Safety Under Scaffolding: How Evaluation Conditions Shape Measured Safety

David Gringras

Published Jun 5, 2026Featured #9In the daily list Jun 6, 2026

Open on arXiv Read PDF

Daily score67.6

Editorial review7.5

Relevance0.450

Freshness0.722

Why It Matters

What makes this one worth your time

Understanding the variability in safety measurements can help researchers and engineers make more informed decisions about deploying AI systems in real-world scenarios.

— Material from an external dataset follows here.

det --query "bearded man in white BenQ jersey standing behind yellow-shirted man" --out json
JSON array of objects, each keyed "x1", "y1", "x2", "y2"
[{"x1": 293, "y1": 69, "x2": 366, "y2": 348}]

Evaluation conditions significantly influence AI model safety scores.

Summary

The paper investigates how different evaluation conditions affect the measured safety of AI models, revealing that safety scores can vary significantly based on the deployment configuration and the format of evaluation items.

Key contributions

Empirical evaluation of six frontier models across four deployment configurations and multiple safety benchmarks.
Identification of measurement artifacts that can distort safety evaluations, particularly in the context of map-reduce delegation.
Release of code, data, and prompts as part of the ScaffoldSafety initiative to facilitate further research.

Notable insights

The study highlights that the choice of evaluation format (multiple-choice vs. open-ended) can lead to substantial differences in safety scores, indicating a need for careful consideration in safety assessments.
The findings suggest that the architecture of scaffolds has minimal impact on outcome variance compared to benchmark choice, challenging assumptions about the importance of scaffold design.

Possible limitations

Potential biases in the selection of models and benchmarks are not addressed in the abstract.
The generalizability coefficient being very low raises questions about the applicability of findings to other contexts or models.

Abstract

arXiv:2603.10044v2 Announce Type: replace-cross Abstract: A safety score earned on a benchmark need not predict how the same model behaves once it is wrapped in an agentic scaffold the benchmark never tested. We ran six frontier models through four deployment configurations (direct API, ReAct, multi-agent critic, map-reduce delegation): N = 62,808 blinded, pre-registered, equivalence-tested evaluations across four safety benchmarks (BBQ, TruthfulQA, XSTest/OR-Bench, sycophancy), plus three supporting analyses. ReAct and multi-agent scaffolds stay within a pre-registered +/-2 pp equivalence margin; map-reduce delegation degrades measured safety (NNH = 14), though that loss is largely a measurement artifact: on identical items, multiple-choice versus open-ended phrasing shifts the measured safety rate by 5-20 pp, and decomposition silently strips the multiple-choice options. Roughly 40-89% of the per-model map-reduce loss is this format conversion rather than reasoning disruption, and an option-preserving variant recovers most of it. Pooled effects also mask sharp model-by-scaffold heterogeneity: under map-reduce, on identical items, Opus loses 16.8 pp while Llama 4 gains 18.8 pp. Structurally, scaffold architecture explains only 0.4% of outcome variance (benchmark choice explains 45x more), and the generalizability coefficient is G = 0.000 (bootstrap 95% CI [0.000, 0.752]). An interval that wide is enough on its own to undermine the utility of any single composite safety number as a deployment criterion. These are the "easy cases"; consequential properties like scheming and CBRN uplift have no obvious reason to be less format- or scaffold-sensitive. Code, data, and prompts are released as ScaffoldSafety.